Света взвыла. Она кинулась к мужу, умоляла, плакала, говорила про «первый раз», про «глупого ребёнка». Но Женя был твёрд, как гранит. Его решение, принятое из желания защитить своих, было бесповоротным. Надя, услышав приговор, замкнулась. Она не проронила больше ни слезинки, лишь смотрела на них пустыми, как в первый день их встречи, глазами.
На вокзале стояла промозглая московская слякоть. Надя молча держала свой рюкзачок, внутри которого по-прежнему лежали вещи, сшитые Светой. Она не сопротивлялась, когда воспитательница из московского органа опеки взяла её за руку. Света, с лицом, распухшим от слёз, пыталась что-то сказать, обнять её в последний раз, но девочка отстранилась.

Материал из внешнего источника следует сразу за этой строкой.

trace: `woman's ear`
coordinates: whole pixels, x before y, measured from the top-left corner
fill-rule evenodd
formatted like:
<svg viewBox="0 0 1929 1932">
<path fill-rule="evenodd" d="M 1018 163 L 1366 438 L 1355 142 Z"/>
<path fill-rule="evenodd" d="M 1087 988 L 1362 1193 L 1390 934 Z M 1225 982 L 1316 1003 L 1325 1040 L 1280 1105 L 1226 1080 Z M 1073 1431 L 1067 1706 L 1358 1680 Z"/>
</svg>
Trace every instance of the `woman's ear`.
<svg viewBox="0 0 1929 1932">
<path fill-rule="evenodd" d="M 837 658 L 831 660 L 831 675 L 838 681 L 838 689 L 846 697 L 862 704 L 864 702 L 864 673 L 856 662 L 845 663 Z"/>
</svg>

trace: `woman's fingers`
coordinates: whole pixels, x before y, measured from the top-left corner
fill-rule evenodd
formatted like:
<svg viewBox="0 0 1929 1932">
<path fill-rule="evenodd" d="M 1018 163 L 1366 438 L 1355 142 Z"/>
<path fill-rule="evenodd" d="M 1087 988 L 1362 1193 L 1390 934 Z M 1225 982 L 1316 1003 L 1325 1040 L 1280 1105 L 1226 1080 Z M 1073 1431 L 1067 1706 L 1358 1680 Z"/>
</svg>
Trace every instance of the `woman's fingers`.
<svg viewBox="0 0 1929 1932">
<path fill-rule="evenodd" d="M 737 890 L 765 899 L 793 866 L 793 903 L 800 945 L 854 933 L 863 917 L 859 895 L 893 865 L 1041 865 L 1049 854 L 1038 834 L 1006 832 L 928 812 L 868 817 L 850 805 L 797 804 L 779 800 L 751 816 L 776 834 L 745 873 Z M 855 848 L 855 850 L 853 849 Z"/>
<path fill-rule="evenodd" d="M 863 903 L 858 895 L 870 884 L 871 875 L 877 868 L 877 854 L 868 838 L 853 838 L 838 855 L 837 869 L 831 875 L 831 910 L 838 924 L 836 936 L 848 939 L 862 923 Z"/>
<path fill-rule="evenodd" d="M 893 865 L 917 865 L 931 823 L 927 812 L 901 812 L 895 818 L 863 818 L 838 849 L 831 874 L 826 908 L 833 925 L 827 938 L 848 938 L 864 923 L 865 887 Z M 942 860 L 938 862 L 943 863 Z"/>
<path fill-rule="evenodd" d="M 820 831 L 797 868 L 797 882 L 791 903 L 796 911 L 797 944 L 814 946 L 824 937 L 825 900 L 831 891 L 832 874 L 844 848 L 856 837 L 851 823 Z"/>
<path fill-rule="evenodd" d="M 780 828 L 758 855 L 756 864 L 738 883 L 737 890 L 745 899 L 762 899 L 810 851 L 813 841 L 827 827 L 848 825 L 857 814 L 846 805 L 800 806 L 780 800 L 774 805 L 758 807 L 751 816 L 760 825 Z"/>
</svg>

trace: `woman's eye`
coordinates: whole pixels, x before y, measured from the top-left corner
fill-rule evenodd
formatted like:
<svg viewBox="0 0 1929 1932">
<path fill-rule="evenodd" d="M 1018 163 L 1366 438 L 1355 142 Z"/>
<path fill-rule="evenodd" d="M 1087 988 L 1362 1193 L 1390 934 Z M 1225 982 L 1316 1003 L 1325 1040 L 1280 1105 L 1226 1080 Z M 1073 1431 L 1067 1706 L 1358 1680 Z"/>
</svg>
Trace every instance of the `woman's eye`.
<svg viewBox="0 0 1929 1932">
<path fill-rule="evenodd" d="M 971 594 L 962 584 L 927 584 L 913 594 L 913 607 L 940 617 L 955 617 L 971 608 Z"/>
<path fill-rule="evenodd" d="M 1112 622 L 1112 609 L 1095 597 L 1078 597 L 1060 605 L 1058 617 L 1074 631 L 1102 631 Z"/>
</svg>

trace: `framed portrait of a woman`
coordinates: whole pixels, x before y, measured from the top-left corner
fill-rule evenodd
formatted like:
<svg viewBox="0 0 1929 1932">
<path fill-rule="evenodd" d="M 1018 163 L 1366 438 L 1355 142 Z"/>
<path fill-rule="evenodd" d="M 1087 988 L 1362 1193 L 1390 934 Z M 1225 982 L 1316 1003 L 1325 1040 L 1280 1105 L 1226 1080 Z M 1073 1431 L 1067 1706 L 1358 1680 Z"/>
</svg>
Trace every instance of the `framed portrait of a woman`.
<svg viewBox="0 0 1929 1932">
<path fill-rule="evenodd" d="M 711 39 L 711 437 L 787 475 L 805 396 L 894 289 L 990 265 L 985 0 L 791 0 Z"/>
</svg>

Поезд тронулся. Надя стояла у окна в коридоре вагона. И тут, когда стекло начало медленно двигаться мимо, она вдруг прижала к нему обе ладони. Её рот шевельнулся. Не крик, а тихий, отчаянный стон, который Света прочла по губам сквозь мутное, запотевшее стекло: «Мамочка… прости…»
Поезд набрал скорость, увозя в осеннюю мглу тоненькую фигурку с прижатыми к стеклу ладонями. Света упала на колени на грязный перрон, не в силах сдержать рыдания. Женя стоял рядом, бледный, сжав кулаки. Он смотрел вслед уходящему составу, а потом перевёл взгляд на свою жену. И в его глазах, помимо непоколебимой твёрдости, мелькнуло что-то ещё — сомнение, короткое и острое, как укол. Но было уже поздно.
Слова Жени повисли в воздухе тяжёлым, ядовитым облаком. «Проклят». Он, человек, привыкший видеть причину и следствие, опираться только на факты и приказы, произнёс это слово. И от этого стало не просто страшно, а окончательно безнадёжно.
На следующий день Света, как автомат, пошла на работу. Отгулы кончились, нужно было держаться. В раздевалке магазина «Арбат Престиж» она ловила на себе взгляды — быстрые, исподволь, полные недоумения и брезгливости. Она стала тем самым человеком, на которого показывают пальцем: «Смотри, совсем опустилась». Никто не подходил, не спрашивал. У неё здесь не было подруг, только вежливые, холодные отношения «здравствуй — до свидания».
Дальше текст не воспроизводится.